10-02-2007 06:03 PM - edited 03-05-2019 06:49 PM
Hi,
I have a small network I'm learning on and I don't know how to correctly configure a default route to the Internet to pass along to other internal routers.
I have my cablemodem connected to a 2514 which is connected to a 2600 (s0-s0) which is connected to a 2950 with some clients. I have a 2950 hanging off of the 2514 and everything works fine for those clients, just not the clients on the 2950 hanging off the 2600.
The clients off of the 2514 can get to the Internet with no problem. Clients off of the 2600 on the other hand can't do anything. When I try and do a PING it says 'Reply from 192.168.126.161: Destination net unreachable'. After two hops a tracert from a PC also says '192.168.126.161 reports: Destination net unreachable'. I don't understand why the 2514 can route to the Internet for the clients off the 2514 but not for the clients off the 2600.
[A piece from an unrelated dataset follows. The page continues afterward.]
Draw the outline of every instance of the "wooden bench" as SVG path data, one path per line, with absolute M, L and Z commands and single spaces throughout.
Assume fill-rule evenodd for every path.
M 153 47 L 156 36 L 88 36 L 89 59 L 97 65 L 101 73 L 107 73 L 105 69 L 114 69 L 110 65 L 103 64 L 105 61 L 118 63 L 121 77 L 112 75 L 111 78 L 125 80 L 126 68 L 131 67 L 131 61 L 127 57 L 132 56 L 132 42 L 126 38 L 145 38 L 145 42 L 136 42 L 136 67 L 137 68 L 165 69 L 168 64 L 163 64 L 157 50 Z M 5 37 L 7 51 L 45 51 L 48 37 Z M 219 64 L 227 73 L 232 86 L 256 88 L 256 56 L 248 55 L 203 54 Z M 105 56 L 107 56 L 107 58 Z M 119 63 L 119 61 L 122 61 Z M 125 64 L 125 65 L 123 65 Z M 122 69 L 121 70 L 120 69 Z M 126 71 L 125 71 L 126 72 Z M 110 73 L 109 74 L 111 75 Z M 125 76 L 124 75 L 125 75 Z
I put a default route and the command 'default-information originate always' on the 2514 but still no good. I see the default route on the 2600 but it's not working. Any help would be appreciated. Here's the config from the 2514:
version 12.3
service tcp-keepalives-in
service timestamps debug datetime msec localtime show-timezone
service timestamps log datetime msec localtime show-timezone
service password-encryption
service udp-small-servers
service tcp-small-servers
!
hostname R1
!
enable secret 5 xxxxxxxxxxxxxxxx
!
no aaa new-model
ip subnet-zero
no ip source-route
ip cef
ip dhcp excluded-address 192.168.126.1 192.168.126.8
!
ip dhcp pool DHCPPool
import all
network 192.168.126.0 255.255.255.240
default-router 192.168.126.1
!
interface Loopback0
ip address 192.168.126.65 255.255.255.240
!
interface Ethernet0
description Outside interface
ip address dhcp
ip access-group Incoming in
ip access-group Outgoing out
no ip redirects
no ip unreachables
no ip proxy-arp
ip nat outside
no ip mroute-cache
ntp disable
no cdp enable
hold-queue 32 in
hold-queue 100 out
!
interface Ethernet1
description Inside interface
ip address 192.168.126.1 255.255.255.240
no ip redirects
no ip unreachables
no ip proxy-arp
ip nat inside
no ip mroute-cache
!
interface Serial0
ip address 192.168.126.161 255.255.255.252
encapsulation frame-relay
ip ospf network broadcast
no keepalive
clock rate 64000
cdp enable
frame-relay interface-dlci 100
!
interface Serial1
ip address 192.168.126.165 255.255.255.252
encapsulation frame-relay
ip ospf network broadcast
no keepalive
clock rate 64000
cdp enable
frame-relay interface-dlci 200
!
router ospf 1
log-adjacency-changes
network 192.168.126.0 0.0.0.255 area 0
network 192.168.163.4 0.0.0.3 area 0
default-information originate always
!
ip nat inside source list 1 interface Ethernet0 overload
no ip http server
ip classless
ip route 0.0.0.0 0.0.0.0 dhcp
!
ip access-list extended Incoming
remark Deny NetBIOS Name, Datagram and Session service
deny udp any range netbios-ns netbios-ss any
deny tcp any range 137 139 any
remark Only allow ACKed tcp packets to our network
permit tcp any xx.xx.xx.0 0.0.15.255 gt 1023 established
remark Allow DHCP replies to reach the e0 interface
permit udp any any eq bootpc
remark Allow DNS queries
permit tcp any eq domain any
permit udp any eq domain any
remark Only allow specific ICMP message type & code
permit icmp any xx.xx.xx.0 0.0.15.255 net-unreachable
permit icmp any xx.xx.xx.0 0.0.15.255 host-unreachable
permit icmp any xx.xx.xx.0 0.0.15.255 port-unreachable
permit icmp any xx.xx.xx.0 0.0.15.255 packet-too-big
permit icmp any xx.xx.xx.0 0.0.15.255 administratively-prohibited
permit icmp any xx.xx.xx.0 0.0.15.255 source-quench
permit icmp any xx.xx.xx.0 0.0.15.255 ttl-exceeded
ip access-list extended Outgoing
remark Don't allow internal hosts to send icmp
deny icmp any any
remark Only allow packets from the internal network
permit ip xx.xx.xx.0 0.0.15.255 any
access-list 1 permit 192.168.126.0 0.0.0.255
10-02-2007 10:02 PM
Hi
You have mentioned only one network to get natted used access-list 1 which is attached to nat overload statement.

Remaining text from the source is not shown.